A mi edad, ya mayor que Don Quijote, hay que escoger bien las máquinas que utilizas en el gimnasio. Y es que haciendo alguno de los ejercicios te podría sobrevenir el primer infarto o el temido ictus. Así que mejor que te pillen sentados. En los dispositivos de press de pecho, hombros, jalón de espalda o piernas, observo al paisanaje. En ocasiones soy casi el único no tatuado. Me fascina especialmente una persona que se ha dibujado a un tuareg en la pantorrilla: le representa a sí mismo vestido de Lawrence de Arabia en un panorama desértico, seguramente recuerdo de algún viaje. Para qué vas a hacer una foto si puedes inmortalizar el momento en el gemelo y el sóleo. Abundan cada vez más las personas que apenas dejan piel sin tinta, llegando las figuras, lemas o motivos hasta más allá del cuello, pues suben por la parte de detrás de las orejas, trepando a veces, como extrañas enredaderas, por los huesos temporales y parietales de aquel que se ha dejado rapada la cabeza. Si antaño los tatuados pertenecían a tribus urbanas, clubes de motos o ámbito patibulario -con aquel oficial «amor de madre»-, hoy día el que deja su epidermis sin decoración añadida debe ser un bulto sospechoso que incita a cambiarse de acera. Curiosamente, este horror vacui se corresponde con el mismo fenómeno en la ciudad. No hay verja de negocio, esquina, muro o mobiliario urbano que no tenga su pintada o firma. Cada barrio de Córdoba es un cuerpo tatuado desde la punta del dedo gordo del pie hasta el colodrillo, al igual que sus habitantes.

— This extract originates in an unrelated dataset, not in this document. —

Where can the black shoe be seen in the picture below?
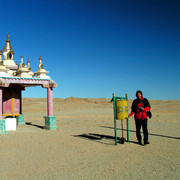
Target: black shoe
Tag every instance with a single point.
(146, 142)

Pienso en esto cuando más de la mitad de los bancos colocados en Ronda del Marrubial tras la recientísima conclusión de las obras ya están vandalizados. El Ayuntamiento ha instalado muchos asientos blanquitos y con una estructura sencilla, como dando a entender que, puestos a maltratarlos, se pone al menos unos que sirvan de hoja para dibujar y sean fácilmente sustituibles, como un peculiar bloc de anillas ofrecido por el área de Infraestructuras. Y así, cada día, cientos de personas con múltiples tatuajes se sientan en sus bancos llenos de grafitis. Cada frase que circula por sus antebrazos o muslos parece tener eco en otra de la parilla, la farola o la papelera. Escrituras y pinturas en los hombres corren en paralelo a los de la urbe.
En ambos casos se contempla cada vez más el anhelo de tapar la normalidad, lo cotidiano, haciendo del cuerpo una llamada y de cada rincón de la calle una reclamación. ¿A quién llaman y qué reclaman? Unos, creyendo hacerse únicos, sepultan su apariencia bajo una avalancha de pintarrajos; otros, percibiéndose quizá rebeldes o artistas, afean y dañan la plaza pública, lugar donde viven y pasean sus vecinos y seres queridos. Ambos representan una negativa a tolerar lo ordinario, trocando la posibilidad de la belleza por lo grotesco, invirtiendo el uso para el que fueron concebidos los tatuajes o las pinturas en la historia de la humanidad. Generan autodestrucción y destrucción a partes iguales.
Bajo un caparazón de monigotes o una cubierta de garabatos, personas y ciudad llevan a la superficie los que antes quedaba dentro, en el subsuelo o en el margen. En el fondo, todos son, de un modo un otro, tachaduras.